Deejay takes a spin at selling lingerie


LOCAL actor and radio deejay Jack Lim is now trying his hand at peddling brassieres online after his successful attempt at selling apartments via Facebook Live, reported China Press.

The 46-year-old artiste said he was shocked when he was approached by a lingerie brand to help sell its products online.

“But I thought ‘why not?’, since it is a custom among the Chinese to buy new undergarments for Chinese New Year, ” he said.

With the help of a lingerie model and a representative from the brand during his livestream presentation, Lim reportedly managed to sell all 1,000 items in just one hour.

However, the usually comedic actor appeared stoic during the livestream and was very careful with his words.

“This could potentially be a sensitive issue.

“With a slight misstep, it could appear obscene or sexual.

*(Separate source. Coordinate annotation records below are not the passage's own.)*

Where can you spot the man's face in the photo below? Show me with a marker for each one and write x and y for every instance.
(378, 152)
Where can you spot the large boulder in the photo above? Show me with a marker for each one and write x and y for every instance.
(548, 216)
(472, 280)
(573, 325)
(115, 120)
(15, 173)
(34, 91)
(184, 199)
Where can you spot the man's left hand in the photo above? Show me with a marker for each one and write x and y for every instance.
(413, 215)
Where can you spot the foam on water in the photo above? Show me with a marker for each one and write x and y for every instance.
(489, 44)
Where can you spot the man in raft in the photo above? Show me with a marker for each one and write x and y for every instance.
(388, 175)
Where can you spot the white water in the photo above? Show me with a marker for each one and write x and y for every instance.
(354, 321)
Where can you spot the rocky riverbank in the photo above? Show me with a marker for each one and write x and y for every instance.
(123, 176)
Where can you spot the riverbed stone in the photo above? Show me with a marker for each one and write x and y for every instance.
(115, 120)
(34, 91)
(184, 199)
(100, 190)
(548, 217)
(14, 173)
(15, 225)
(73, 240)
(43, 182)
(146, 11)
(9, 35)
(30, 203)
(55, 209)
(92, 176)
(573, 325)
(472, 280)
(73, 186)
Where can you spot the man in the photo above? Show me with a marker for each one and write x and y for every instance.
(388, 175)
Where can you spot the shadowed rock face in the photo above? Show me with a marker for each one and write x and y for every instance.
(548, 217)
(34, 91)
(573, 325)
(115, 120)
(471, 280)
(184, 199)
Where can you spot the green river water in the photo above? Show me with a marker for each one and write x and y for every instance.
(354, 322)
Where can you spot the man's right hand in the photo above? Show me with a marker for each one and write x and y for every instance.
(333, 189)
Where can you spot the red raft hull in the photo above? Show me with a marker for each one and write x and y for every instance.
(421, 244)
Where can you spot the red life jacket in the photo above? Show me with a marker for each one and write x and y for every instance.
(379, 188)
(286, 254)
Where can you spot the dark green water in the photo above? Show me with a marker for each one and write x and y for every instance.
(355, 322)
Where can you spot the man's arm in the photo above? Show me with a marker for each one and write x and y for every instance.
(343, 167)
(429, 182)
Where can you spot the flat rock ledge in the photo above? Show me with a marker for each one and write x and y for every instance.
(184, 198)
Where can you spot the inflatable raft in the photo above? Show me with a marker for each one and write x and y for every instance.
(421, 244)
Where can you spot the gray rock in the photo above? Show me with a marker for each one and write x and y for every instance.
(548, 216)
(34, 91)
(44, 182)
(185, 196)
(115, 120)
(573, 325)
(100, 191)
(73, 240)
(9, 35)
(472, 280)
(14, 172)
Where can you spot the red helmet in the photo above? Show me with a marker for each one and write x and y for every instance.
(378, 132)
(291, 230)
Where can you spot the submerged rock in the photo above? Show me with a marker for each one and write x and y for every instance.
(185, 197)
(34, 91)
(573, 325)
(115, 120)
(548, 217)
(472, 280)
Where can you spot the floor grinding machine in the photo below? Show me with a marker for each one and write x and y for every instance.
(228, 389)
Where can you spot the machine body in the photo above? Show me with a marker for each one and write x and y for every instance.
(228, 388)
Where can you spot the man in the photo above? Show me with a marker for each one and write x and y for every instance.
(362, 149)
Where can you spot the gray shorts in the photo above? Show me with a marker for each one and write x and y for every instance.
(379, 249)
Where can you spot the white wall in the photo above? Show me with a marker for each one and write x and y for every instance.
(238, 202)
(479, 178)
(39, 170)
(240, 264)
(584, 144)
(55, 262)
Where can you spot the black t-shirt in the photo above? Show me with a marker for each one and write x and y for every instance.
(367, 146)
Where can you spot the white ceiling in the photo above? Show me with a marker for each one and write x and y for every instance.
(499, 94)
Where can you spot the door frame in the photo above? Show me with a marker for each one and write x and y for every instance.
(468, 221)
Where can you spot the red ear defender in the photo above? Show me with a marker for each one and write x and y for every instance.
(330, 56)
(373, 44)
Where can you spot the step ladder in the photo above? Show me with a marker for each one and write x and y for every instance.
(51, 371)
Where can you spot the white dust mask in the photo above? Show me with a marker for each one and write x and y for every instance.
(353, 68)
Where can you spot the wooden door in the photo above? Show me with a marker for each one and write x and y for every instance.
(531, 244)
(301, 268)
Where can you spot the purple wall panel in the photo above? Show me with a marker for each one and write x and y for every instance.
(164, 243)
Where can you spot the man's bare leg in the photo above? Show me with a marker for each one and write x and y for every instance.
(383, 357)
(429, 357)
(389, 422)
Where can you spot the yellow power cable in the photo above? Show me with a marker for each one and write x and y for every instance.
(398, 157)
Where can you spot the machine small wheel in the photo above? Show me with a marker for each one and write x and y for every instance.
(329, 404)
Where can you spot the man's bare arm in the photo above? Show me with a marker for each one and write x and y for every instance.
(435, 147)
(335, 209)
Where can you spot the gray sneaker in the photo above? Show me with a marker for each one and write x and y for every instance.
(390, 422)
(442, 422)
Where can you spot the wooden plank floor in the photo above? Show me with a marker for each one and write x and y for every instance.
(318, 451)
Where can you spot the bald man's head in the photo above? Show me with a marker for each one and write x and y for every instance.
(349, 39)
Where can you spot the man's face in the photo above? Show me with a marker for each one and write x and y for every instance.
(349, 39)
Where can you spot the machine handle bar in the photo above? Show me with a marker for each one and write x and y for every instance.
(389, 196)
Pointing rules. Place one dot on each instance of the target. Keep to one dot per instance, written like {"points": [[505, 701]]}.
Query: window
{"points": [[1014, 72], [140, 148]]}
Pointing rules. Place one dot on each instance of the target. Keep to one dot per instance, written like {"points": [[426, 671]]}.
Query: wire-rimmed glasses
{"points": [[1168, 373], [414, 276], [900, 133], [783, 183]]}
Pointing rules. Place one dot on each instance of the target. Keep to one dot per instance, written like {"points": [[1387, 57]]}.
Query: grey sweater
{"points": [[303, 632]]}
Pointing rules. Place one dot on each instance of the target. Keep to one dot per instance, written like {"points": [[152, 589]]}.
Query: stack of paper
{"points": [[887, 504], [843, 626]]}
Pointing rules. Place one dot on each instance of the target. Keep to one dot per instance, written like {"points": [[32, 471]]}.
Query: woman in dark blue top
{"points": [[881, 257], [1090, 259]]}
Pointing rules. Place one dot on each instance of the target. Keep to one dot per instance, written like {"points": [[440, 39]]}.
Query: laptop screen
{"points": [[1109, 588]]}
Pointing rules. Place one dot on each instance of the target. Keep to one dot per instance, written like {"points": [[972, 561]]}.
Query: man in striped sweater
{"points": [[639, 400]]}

“That was why I had to be professional in how I speak, ” he said, adding that the livestream taught him a lot about the history of women’s underwear and common issues they face when choosing the right brassiere.

“It was a great lesson for me!” he said.

It was earlier reported that Lim managed to sell a whopping 20 apartment units costing a total of RM6mil in less than eight seconds.

Lim experimented with hosting a livestream shopping programme in June 2020, which started off as a parody of sorts involving him selling novelty items like bottles of air and his own merchandise such as DVDs.To his surprise, he managed to sell 200 items in less than 10 minutes, prompting him to start his own online selling series.

> Some 80,000 yuan (RM50,356) meant for the wedding of a woman’s son and his fiancee went up in smoke – literally – after it caught fire from the kitchen stove, reported China Press.

A mother from Henan province withdrew the money from her savings account in preparation for her son’s wedding.

While the family was counting the cash in the kitchen, a few friends came to visit and they left the cash unattended to have a chat in the living room.

However, the cash was left too close to a lit stove and caught fire quickly.

When the family members returned to the kitchen, the notes had been burnt to crisp.

The mother and son took what remained of the notes to the bank and managed to exchange around 20,000 yuan (RM12,585) for ones that were considered partially damaged.

The son was reported to have said he regretted their carelessness but was grateful to the bank for being willing to accept some of the notes.

The above articles are compiled from the vernacular newspapers (Bahasa Malaysia, Chinese and Tamil dailies). As such, stories are grouped according to the respective language/medium. Where a paragraph begins with a >, it denotes a separate news item.